Sense of Accomplishment Is Critical

I recently read an article in The Washington Post entitled, “How to completely, utterly destroy an employee’s work life.” Written by Professor Teresa Amabile and psychologist Steven Kramer, the premise of the article is that people want to make a valuable contribution in their jobs and what makes employees most miserable is management that keeps them “from making progress in meaningful work.”

The article lists four steps managers take that lead to maximal “work-life demolition.” One of them really stood out for me because I think many employers — including those who are in no way evil — are guilty of this morale-killer: “Never allow pride of accomplishment.”

As described in the article, this occurs when work setbacks occur so frequently that employees can never complete anything and feel they made a difference. The article gives an example of the head of product development who routinely moves  people on and off projects “like chess pieces in a game for which only he had the rules.”
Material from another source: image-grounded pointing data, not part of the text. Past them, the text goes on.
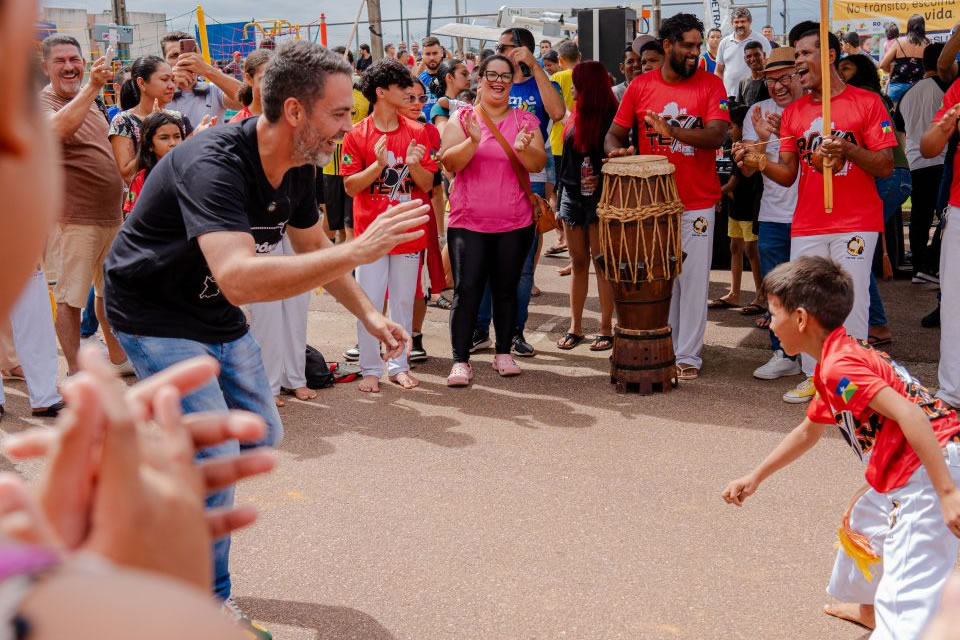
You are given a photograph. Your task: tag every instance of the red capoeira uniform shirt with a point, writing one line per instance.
(850, 373)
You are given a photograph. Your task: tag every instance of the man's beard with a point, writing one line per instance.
(307, 147)
(680, 67)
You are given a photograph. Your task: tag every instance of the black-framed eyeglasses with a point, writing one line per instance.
(784, 80)
(493, 76)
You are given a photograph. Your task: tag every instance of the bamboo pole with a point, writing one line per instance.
(356, 22)
(202, 29)
(826, 74)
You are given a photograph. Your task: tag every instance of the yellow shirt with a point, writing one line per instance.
(565, 80)
(361, 109)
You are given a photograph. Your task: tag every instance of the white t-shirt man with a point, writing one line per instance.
(730, 55)
(778, 202)
(917, 108)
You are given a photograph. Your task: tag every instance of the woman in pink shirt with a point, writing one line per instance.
(491, 219)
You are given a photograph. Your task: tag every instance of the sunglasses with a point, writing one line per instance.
(784, 80)
(493, 76)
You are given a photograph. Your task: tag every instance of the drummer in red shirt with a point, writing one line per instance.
(385, 161)
(682, 114)
(860, 150)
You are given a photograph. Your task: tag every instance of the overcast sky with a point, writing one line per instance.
(297, 11)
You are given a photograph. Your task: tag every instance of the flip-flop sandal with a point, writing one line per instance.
(570, 341)
(601, 343)
(687, 372)
(442, 302)
(720, 303)
(874, 341)
(752, 310)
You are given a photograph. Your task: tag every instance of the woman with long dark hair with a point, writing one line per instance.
(253, 68)
(491, 227)
(904, 59)
(151, 79)
(893, 190)
(452, 77)
(579, 176)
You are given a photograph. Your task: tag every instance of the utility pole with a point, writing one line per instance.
(376, 29)
(120, 18)
(456, 10)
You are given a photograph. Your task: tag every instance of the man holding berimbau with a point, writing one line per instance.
(859, 151)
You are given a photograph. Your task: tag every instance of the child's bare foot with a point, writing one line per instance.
(369, 384)
(405, 380)
(304, 393)
(861, 614)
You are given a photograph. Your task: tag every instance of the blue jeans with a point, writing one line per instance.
(773, 243)
(894, 191)
(88, 321)
(242, 384)
(895, 90)
(524, 286)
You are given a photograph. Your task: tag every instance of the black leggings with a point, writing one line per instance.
(477, 258)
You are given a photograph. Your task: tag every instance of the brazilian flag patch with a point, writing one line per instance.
(846, 390)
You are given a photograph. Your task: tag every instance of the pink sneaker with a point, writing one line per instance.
(505, 365)
(460, 375)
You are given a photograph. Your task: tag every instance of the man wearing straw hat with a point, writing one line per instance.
(761, 131)
(859, 150)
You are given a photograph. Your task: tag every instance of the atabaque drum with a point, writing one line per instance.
(639, 227)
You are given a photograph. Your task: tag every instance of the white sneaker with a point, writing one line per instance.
(125, 368)
(802, 393)
(777, 366)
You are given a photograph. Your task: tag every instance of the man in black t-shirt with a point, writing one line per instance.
(187, 256)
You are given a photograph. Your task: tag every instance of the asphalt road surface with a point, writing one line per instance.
(548, 506)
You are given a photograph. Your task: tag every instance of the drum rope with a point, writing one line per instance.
(664, 201)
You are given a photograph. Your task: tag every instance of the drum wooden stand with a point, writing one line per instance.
(639, 213)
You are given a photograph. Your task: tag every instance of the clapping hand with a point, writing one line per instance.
(129, 493)
(472, 123)
(763, 124)
(100, 72)
(415, 153)
(659, 124)
(380, 149)
(523, 139)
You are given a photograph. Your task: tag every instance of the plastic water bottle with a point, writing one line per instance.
(586, 171)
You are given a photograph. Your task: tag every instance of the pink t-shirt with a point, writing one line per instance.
(486, 196)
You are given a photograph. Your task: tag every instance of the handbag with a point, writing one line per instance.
(543, 216)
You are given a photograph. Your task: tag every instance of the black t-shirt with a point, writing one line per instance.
(746, 196)
(157, 279)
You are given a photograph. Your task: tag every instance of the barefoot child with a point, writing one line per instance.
(385, 161)
(907, 439)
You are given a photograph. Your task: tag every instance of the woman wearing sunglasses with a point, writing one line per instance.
(491, 219)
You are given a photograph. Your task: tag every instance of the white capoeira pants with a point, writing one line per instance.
(280, 328)
(398, 272)
(949, 372)
(854, 252)
(905, 528)
(688, 306)
(36, 342)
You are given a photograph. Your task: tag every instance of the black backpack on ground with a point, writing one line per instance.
(317, 372)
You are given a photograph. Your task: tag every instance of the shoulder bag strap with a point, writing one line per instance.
(522, 175)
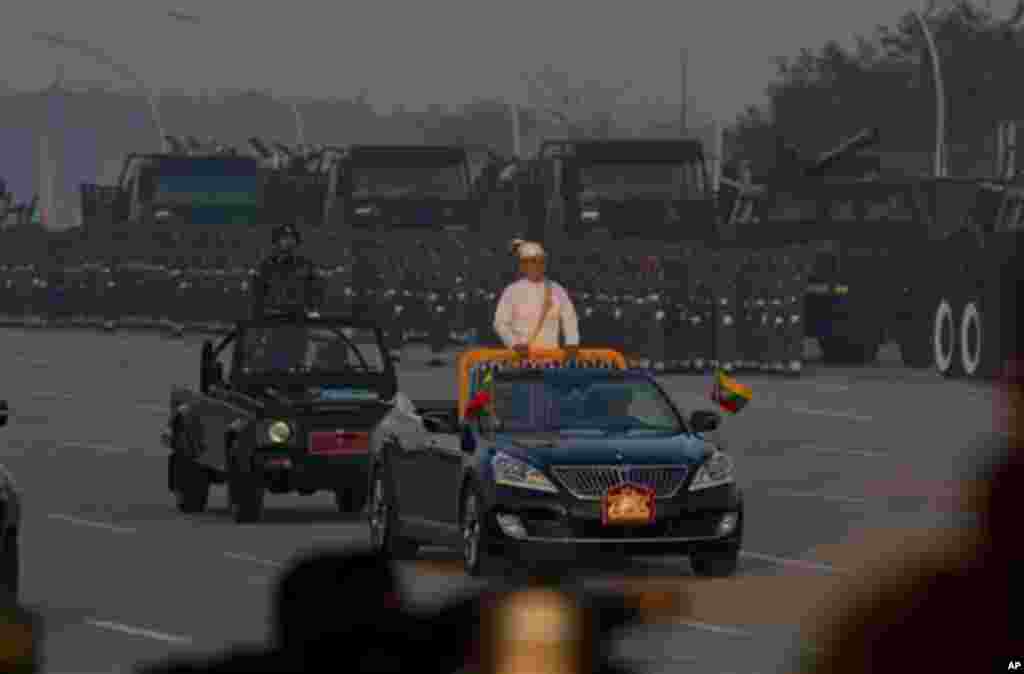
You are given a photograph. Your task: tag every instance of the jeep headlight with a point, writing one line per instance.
(510, 471)
(716, 471)
(279, 432)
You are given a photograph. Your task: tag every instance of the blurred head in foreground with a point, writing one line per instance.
(334, 596)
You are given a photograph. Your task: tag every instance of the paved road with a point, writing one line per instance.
(121, 577)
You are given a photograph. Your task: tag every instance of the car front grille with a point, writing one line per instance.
(591, 482)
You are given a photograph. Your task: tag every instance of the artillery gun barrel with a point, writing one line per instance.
(260, 148)
(176, 146)
(861, 140)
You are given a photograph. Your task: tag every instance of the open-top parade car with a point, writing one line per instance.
(296, 413)
(543, 458)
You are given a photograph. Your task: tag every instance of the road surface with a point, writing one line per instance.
(121, 578)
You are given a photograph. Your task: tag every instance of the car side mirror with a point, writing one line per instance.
(705, 421)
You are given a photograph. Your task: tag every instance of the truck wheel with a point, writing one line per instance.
(245, 495)
(944, 338)
(980, 339)
(383, 516)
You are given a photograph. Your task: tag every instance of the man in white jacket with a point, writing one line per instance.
(518, 319)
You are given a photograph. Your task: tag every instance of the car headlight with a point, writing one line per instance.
(716, 471)
(510, 471)
(279, 432)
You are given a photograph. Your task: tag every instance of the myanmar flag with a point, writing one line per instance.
(729, 393)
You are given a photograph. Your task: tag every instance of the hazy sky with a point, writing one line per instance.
(440, 50)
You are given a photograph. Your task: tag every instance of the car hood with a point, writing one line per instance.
(571, 449)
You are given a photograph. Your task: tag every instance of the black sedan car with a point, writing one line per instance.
(566, 462)
(10, 520)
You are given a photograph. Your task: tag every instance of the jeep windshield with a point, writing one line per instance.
(581, 402)
(309, 349)
(448, 181)
(623, 180)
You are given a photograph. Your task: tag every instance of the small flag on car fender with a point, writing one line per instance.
(729, 393)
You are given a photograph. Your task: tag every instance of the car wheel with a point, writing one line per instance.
(716, 561)
(348, 500)
(10, 565)
(190, 483)
(475, 542)
(944, 341)
(383, 517)
(245, 495)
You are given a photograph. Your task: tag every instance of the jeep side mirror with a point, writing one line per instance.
(206, 372)
(468, 445)
(704, 421)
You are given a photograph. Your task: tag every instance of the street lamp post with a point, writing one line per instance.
(99, 55)
(300, 139)
(938, 161)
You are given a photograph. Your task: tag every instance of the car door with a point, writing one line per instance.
(440, 470)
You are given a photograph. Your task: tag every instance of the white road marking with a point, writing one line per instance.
(816, 495)
(100, 449)
(51, 395)
(838, 414)
(90, 522)
(245, 557)
(784, 561)
(718, 629)
(836, 450)
(138, 631)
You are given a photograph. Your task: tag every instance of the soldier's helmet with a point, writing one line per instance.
(286, 229)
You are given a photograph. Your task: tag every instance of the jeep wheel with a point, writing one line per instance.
(718, 561)
(189, 482)
(383, 517)
(10, 565)
(245, 496)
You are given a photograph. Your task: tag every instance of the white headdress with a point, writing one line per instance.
(526, 249)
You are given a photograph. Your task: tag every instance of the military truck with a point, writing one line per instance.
(165, 204)
(909, 259)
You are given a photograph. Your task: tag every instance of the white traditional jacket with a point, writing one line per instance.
(519, 309)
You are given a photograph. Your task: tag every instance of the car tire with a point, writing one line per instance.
(10, 565)
(945, 338)
(382, 516)
(190, 483)
(476, 556)
(348, 500)
(717, 561)
(245, 495)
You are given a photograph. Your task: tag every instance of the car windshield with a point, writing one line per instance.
(309, 349)
(619, 180)
(581, 402)
(395, 181)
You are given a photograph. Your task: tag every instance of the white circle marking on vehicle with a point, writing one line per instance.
(943, 320)
(971, 320)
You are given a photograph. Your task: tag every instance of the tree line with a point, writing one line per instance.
(824, 94)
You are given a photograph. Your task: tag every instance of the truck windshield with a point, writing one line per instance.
(620, 180)
(451, 181)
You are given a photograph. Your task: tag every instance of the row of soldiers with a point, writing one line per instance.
(677, 313)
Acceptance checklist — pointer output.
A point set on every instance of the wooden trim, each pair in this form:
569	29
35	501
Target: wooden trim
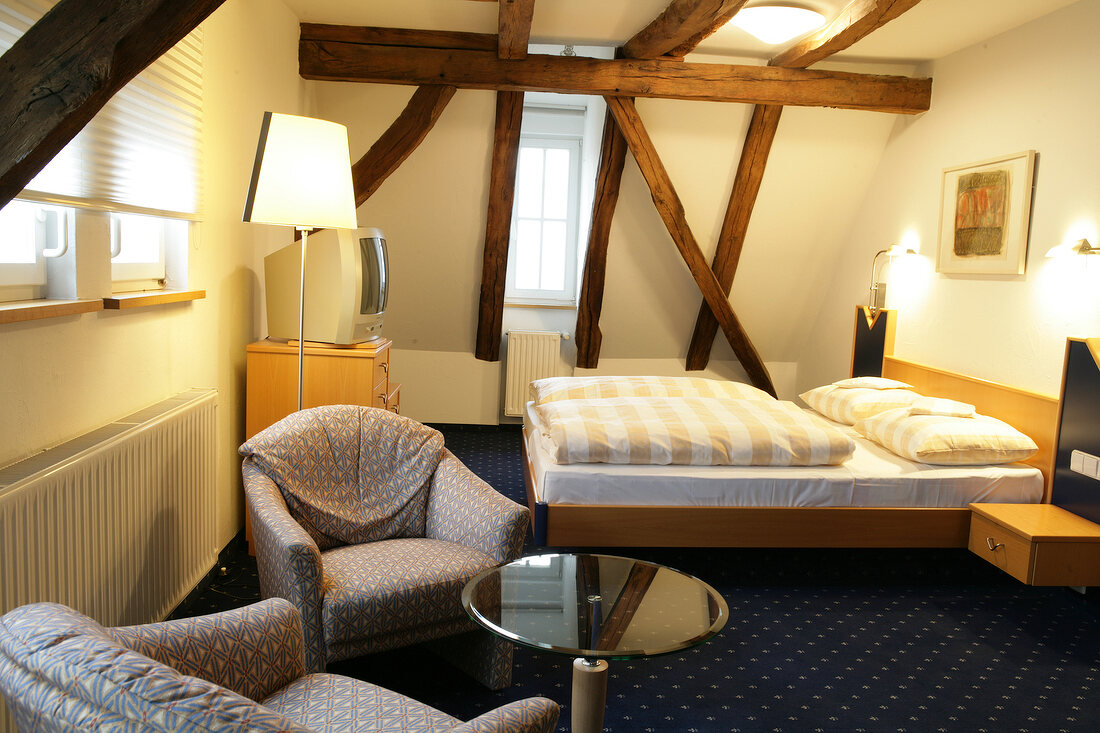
514	28
608	177
124	301
743	198
502	187
332	61
1032	413
858	19
95	48
21	310
681	21
399	140
395	36
573	525
672	212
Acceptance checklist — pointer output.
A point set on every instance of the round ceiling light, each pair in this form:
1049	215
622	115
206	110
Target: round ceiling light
778	23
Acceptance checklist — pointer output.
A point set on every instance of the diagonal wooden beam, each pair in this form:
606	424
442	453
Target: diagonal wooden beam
514	28
683	20
672	212
858	19
612	159
69	64
502	187
735	223
334	61
399	140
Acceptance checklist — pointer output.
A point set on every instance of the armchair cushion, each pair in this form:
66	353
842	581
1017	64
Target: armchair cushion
330	702
380	589
350	474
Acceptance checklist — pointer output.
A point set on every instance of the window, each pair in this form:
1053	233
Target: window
136	162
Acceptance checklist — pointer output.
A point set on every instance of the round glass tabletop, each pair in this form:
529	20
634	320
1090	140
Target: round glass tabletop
595	605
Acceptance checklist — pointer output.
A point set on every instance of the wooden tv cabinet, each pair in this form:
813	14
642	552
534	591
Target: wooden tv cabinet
355	374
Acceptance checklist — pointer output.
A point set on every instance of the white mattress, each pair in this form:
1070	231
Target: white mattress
873	477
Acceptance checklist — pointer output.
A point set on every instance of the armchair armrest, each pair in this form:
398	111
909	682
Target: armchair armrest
463	509
287	559
529	715
253	651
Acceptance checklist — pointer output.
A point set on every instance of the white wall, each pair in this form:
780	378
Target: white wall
1031	88
63	376
432	210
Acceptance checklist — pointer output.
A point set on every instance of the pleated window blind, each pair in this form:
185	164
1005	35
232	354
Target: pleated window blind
141	153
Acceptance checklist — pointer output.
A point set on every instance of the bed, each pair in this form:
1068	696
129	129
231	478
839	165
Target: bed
873	500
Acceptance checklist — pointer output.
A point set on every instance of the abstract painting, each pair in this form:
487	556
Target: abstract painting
985	216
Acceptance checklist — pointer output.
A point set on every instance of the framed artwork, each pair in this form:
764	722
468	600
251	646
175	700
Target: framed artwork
985	215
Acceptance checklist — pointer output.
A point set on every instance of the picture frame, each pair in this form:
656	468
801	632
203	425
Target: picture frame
985	216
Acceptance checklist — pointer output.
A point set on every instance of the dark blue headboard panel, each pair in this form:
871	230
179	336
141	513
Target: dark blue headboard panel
1078	428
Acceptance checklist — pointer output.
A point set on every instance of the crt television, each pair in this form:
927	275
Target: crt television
347	281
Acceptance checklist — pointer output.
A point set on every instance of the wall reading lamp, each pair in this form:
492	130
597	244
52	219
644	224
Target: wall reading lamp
878	295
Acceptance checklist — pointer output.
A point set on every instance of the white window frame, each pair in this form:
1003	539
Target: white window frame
567	295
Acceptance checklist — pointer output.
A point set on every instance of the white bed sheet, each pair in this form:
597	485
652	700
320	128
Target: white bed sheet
873	477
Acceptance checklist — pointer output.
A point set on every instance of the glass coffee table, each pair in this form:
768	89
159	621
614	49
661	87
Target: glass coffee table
594	608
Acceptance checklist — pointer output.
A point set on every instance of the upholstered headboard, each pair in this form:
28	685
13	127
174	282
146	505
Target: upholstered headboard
1078	428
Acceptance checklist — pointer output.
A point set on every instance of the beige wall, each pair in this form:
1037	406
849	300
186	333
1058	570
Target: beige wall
1032	88
63	376
432	210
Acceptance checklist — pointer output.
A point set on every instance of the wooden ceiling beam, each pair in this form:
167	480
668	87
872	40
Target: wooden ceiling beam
502	188
514	28
352	62
608	176
858	19
62	72
399	140
682	21
672	212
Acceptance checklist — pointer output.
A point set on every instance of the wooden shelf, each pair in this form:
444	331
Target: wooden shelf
122	301
20	310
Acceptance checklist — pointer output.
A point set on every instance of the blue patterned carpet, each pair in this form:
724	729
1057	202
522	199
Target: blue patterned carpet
854	641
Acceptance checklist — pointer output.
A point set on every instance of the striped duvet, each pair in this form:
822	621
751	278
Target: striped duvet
689	431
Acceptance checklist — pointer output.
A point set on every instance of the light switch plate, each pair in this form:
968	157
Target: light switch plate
1085	463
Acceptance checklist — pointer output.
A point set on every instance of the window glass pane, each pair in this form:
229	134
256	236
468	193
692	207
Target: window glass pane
529	183
553	255
140	239
527	253
556	194
18	232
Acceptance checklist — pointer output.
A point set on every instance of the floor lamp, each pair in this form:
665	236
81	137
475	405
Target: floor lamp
301	178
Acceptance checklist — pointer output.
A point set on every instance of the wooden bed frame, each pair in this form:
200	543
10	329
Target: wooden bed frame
579	525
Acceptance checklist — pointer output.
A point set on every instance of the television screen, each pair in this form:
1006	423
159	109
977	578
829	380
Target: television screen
347	286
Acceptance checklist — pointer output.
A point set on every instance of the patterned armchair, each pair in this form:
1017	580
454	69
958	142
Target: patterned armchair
371	527
237	670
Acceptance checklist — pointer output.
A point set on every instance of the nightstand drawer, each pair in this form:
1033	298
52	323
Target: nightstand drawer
1036	544
1000	547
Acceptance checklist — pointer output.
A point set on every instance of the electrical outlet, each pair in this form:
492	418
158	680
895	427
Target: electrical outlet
1085	463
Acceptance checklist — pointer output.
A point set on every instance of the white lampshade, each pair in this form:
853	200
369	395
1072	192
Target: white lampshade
301	176
777	23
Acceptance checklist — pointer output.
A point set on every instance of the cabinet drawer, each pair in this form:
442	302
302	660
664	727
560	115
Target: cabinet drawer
1010	551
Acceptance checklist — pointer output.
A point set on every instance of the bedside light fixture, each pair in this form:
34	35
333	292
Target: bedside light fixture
1080	247
878	294
777	22
301	178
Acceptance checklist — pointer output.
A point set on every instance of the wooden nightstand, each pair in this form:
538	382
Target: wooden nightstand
1037	544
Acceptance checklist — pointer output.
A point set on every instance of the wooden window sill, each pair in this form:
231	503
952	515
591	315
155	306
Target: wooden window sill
20	310
122	301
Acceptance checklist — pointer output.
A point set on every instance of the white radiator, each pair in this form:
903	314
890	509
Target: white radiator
119	523
531	356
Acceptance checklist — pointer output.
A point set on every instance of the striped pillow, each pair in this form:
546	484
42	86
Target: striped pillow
947	440
601	387
850	404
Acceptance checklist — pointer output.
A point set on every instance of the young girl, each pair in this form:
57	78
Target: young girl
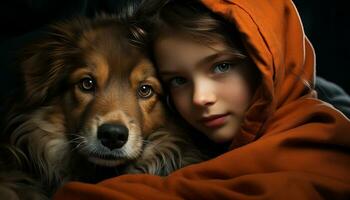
242	73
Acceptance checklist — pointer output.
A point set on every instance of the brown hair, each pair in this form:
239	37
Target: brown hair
190	18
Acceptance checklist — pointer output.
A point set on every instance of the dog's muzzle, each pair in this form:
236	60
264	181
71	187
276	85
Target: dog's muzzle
113	136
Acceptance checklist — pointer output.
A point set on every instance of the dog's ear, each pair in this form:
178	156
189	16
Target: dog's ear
40	73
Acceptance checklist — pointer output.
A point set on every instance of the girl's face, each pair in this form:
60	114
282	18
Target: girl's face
208	84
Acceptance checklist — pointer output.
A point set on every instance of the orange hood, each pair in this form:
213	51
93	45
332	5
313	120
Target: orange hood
278	46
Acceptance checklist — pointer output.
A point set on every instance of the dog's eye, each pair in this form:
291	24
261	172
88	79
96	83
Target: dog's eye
145	91
87	85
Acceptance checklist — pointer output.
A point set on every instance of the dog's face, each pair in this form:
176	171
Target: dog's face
104	86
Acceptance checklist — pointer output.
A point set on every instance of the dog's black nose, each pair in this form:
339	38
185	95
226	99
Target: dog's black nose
113	136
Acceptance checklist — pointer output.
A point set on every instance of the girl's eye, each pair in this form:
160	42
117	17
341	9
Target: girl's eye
145	91
177	81
222	68
87	85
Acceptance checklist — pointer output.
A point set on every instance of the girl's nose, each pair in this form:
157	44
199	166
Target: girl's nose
203	94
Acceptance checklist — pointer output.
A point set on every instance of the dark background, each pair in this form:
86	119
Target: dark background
326	24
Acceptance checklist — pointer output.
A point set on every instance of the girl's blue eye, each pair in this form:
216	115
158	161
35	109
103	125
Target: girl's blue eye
222	68
177	81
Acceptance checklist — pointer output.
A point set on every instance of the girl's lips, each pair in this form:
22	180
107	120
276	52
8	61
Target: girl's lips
214	120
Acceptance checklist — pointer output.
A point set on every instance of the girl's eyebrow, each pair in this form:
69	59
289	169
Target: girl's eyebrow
223	53
218	54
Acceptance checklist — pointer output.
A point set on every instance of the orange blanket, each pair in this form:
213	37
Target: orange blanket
291	145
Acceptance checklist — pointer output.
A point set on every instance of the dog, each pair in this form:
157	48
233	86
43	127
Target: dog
91	109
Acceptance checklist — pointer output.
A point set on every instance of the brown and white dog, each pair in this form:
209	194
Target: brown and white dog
90	110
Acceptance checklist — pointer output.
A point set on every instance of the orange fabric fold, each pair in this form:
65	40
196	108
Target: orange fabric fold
291	145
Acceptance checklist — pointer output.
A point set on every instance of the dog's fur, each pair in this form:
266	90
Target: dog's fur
83	75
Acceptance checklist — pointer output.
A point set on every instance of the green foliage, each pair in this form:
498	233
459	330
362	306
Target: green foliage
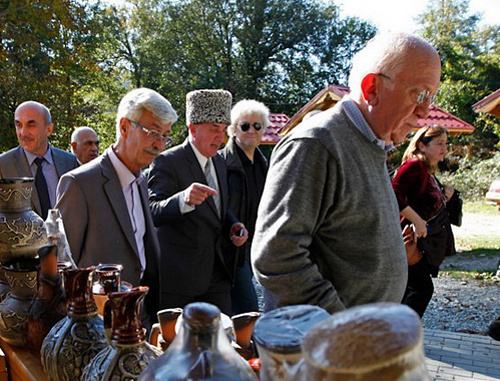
278	51
474	177
470	69
49	52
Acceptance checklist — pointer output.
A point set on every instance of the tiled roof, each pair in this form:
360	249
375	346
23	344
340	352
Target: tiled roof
276	122
489	104
439	117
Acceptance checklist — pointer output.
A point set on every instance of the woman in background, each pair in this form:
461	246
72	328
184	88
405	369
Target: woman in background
246	174
422	203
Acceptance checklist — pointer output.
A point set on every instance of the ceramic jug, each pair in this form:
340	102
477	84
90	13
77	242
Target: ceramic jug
163	333
22	231
129	352
75	340
21	274
279	335
200	351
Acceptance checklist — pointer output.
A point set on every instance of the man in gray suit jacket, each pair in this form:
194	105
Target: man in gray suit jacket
33	127
188	196
104	202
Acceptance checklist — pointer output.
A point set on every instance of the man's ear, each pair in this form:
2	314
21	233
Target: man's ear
369	88
123	127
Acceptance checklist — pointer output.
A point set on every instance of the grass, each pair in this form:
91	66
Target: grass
485	276
480	207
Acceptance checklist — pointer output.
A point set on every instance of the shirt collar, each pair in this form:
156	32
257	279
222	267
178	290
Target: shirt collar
361	124
48	156
124	175
201	159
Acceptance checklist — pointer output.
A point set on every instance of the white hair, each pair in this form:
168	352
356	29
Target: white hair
248	107
79	130
386	53
134	103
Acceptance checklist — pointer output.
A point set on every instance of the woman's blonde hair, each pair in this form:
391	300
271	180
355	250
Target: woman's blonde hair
424	136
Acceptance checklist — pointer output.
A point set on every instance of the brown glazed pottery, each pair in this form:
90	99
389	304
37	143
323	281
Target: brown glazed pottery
200	351
75	340
163	333
22	231
21	275
129	353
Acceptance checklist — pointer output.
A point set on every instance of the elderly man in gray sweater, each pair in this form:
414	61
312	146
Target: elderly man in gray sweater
328	230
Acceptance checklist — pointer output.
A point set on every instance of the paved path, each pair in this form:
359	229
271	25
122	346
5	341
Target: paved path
461	357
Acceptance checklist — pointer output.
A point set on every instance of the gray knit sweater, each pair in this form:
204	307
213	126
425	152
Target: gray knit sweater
328	228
Strike a chord? How many workplaces have we seen or worked in where priorities constantly change? Or where a combination of budget cuts and turnover means that employees are constantly being given new positions and responsibilities? Or where funding, and therefore projects, come and go? For an employer to be able to “change on a dime,” is deemed a good thing. But what about the impacts of such rapid change?

I myself have seen the impact on employees. It is devastating and creates significant morale issues. This is true even when the employer is acting in good faith to meet changing needs.

So what’s the solution? First, employers need to be aware of how detrimental it is for employees to feel they never can complete anything. Then, they need to handle their prioritization and re-prioritization processes with more sensitivity to this issue. Finally, employers may want to talk about the problem openly with employees to try to figure out what they can do to meet their need for accomplishment.